Preheat your oven to 350°F (175°C). Line an 8×8-inch baking pan with parchment paper, making sure the edges overhang slightly so the cake lifts out easily later. Lightly spray the corners of the pan so the parchment sits flat and doesn’t curl while filling.
In a large mixing bowl, whisk together the whole eggs and egg whites until they become slightly frothy and light in texture. This helps the cake rise without becoming dense.
Add the Greek yogurt and your preferred sweetener directly into the egg mixture. Whisk slowly until the mixture becomes creamy and completely smooth with no lumps.
Pour in the melted dark chocolate (if using) while whisking gently. Ensure the chocolate is warm but not hot to prevent curdling the eggs. Mix until fully incorporated and velvety.
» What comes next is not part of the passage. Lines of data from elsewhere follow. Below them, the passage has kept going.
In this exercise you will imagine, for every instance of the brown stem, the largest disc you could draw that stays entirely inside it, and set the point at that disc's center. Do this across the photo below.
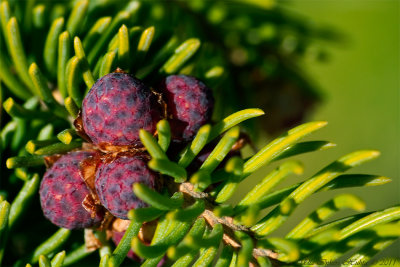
(227, 222)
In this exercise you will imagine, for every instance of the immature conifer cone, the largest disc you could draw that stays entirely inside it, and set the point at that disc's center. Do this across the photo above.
(62, 191)
(114, 182)
(190, 102)
(116, 107)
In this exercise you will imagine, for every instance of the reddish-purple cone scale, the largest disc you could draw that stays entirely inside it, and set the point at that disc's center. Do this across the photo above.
(189, 102)
(116, 108)
(62, 191)
(114, 182)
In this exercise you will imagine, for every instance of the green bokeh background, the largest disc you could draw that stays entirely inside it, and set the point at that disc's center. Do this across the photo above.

In a separate bowl, combine the almond flour, protein powder, cocoa powder, baking powder, baking soda, and a pinch of salt. Whisk well to remove any clumps and evenly distribute the leavening agents.
Gradually fold the dry ingredient mixture into the bowl of wet ingredients. Use a spatula and fold slowly to avoid overmixing, which can make the cake tough. Continue folding until everything is just combined.
Check the batter’s consistency — it should be thick like brownie batter. If it feels too dense or dry, add 1 tablespoon of milk at a time, mixing gently after each addition, until the texture becomes smooth and scoopable.
Transfer the batter into the prepared baking pan. Smooth the top with a spatula, spreading the batter into all corners for even baking.
Place the pan into the preheated oven and bake for 20–24 minutes. Begin checking at the 20-minute mark. Insert a toothpick into the center: it should come out slightly moist but not runny. This is key for maintaining the cake’s fudgy texture.
Remove the pan from the oven and let the cake cool inside the pan for about 10 minutes. Then carefully lift it out using the parchment and transfer it to a cooling rack. Allow it to cool completely — around 15–20 minutes more — so the high-protein structure sets properly.
Once fully cooled, slice the cake into 9 equal squares using a sharp knife. Wipe the knife between cuts if you want perfectly clean edges. Enjoy immediately or store in an airtight container for a fudgy treat anytime.